A recent Ninth Circuit opinion sets out an expansive jurisdiction analysis. The case was for copyright infringement.
The opinion sets out the minimum contacts requirement for jurisdiction.
“This Court employs a three-prong test to determine whether a party has sufficient minimum contacts to be susceptible to specific personal jurisdiction:
(1) The non-resident defendant must purposefully direct his activities or consummate some transaction with the forum or resident thereof; or perform some act by which he purposefully avails himself of the privilege of conducting activities in the forum,
thereby invoking the benefits and protections of its laws;
(2) the claim must be one which arises out of or relates to the defendant’s forum-related activities; and
(3) the exercise of jurisdiction must comport with fair play and substantial justice, i.e. it must be reasonable.”
The Court then discussed the first requirement, of purposeful direction or availment.
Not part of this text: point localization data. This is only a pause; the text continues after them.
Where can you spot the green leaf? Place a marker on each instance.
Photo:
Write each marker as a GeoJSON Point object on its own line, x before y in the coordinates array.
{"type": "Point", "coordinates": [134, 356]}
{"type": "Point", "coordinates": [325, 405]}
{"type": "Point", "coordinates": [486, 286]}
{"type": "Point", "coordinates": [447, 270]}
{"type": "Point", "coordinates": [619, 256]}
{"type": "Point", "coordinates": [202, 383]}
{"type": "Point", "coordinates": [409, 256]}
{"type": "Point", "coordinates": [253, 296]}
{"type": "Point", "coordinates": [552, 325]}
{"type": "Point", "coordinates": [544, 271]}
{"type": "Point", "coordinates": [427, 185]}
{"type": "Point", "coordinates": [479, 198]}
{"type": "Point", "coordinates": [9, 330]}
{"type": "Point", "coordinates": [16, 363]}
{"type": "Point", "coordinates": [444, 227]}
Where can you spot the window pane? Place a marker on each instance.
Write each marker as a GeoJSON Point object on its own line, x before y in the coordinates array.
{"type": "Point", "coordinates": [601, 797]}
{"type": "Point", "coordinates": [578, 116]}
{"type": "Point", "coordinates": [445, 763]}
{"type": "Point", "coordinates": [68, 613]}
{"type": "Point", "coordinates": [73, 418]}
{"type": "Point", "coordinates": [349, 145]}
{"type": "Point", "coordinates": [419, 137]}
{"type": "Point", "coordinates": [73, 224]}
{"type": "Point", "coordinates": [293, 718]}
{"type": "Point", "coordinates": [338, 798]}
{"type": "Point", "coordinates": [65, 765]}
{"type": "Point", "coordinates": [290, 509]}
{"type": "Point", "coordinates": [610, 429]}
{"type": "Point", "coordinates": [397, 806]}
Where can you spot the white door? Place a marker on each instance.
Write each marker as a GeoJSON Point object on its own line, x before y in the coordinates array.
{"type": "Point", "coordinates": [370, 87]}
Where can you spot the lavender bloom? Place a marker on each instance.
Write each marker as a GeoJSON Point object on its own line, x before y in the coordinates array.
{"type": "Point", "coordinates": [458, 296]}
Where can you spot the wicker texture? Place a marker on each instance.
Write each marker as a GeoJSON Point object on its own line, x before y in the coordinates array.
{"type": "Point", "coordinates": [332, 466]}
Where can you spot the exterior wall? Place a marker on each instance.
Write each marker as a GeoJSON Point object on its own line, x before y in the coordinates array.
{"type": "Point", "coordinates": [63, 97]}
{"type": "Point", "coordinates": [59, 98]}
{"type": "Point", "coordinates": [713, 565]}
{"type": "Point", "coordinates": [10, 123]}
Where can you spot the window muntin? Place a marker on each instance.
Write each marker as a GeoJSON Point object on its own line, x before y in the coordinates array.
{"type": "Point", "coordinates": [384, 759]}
A purposeful availment analysis applies to contract actions; a purposeful direction analysis applies to tort actions.
Since copyright infringement is characterized as a tort, purposeful direction is determined using the three-part “Calder-effects” test, taken from the U. S. Supreme Court’s decision in Calder v. Jones, 465 U.S. 783 (1984).
Under this test, “the defendant allegedly must have (1) committed an intentional act, (2) expressly aimed at the forum state, (3) causing harm that the defendant knows is likely to be suffered in the forum state.”
The mere maintenance of a passive website alone cannot satisfy the express aiming requirement.
The express aiming requirement is satisfied when the defendant engaged in wrongful conduct targeted at a plaintiff, and the defendant knows the plaintiff is a resident of the forum state.
“By thus individually targeting Brayton Purcell, a known Forum resident, Recordon expressly aimed its conduct at the Forum. Assuming the dissent is correct that something more than knowledge of the residence of the plaintiff is required for there to be express aiming at the Forum, such a requirement is satisfied here; the parties are competitors in the same business so that the intentional infringement will advance the interests of the defendant to the detriment of the Forum interests of the plaintiff. The express aiming prong is therefore satisfied.”
The dissent argues that this was not enough.
“Pebble Beach and Schwarzenegger establish that knowledge of the plaintiff’s residence and a foreseeable harm to the plaintiff are, standing alone, insufficient to establish express aiming; ‘something more’ is required in order for the state of the plaintiff’s residence to constitute a proper forum.”
The opinion is available at Brayton Purcell v Recordon & Recordon.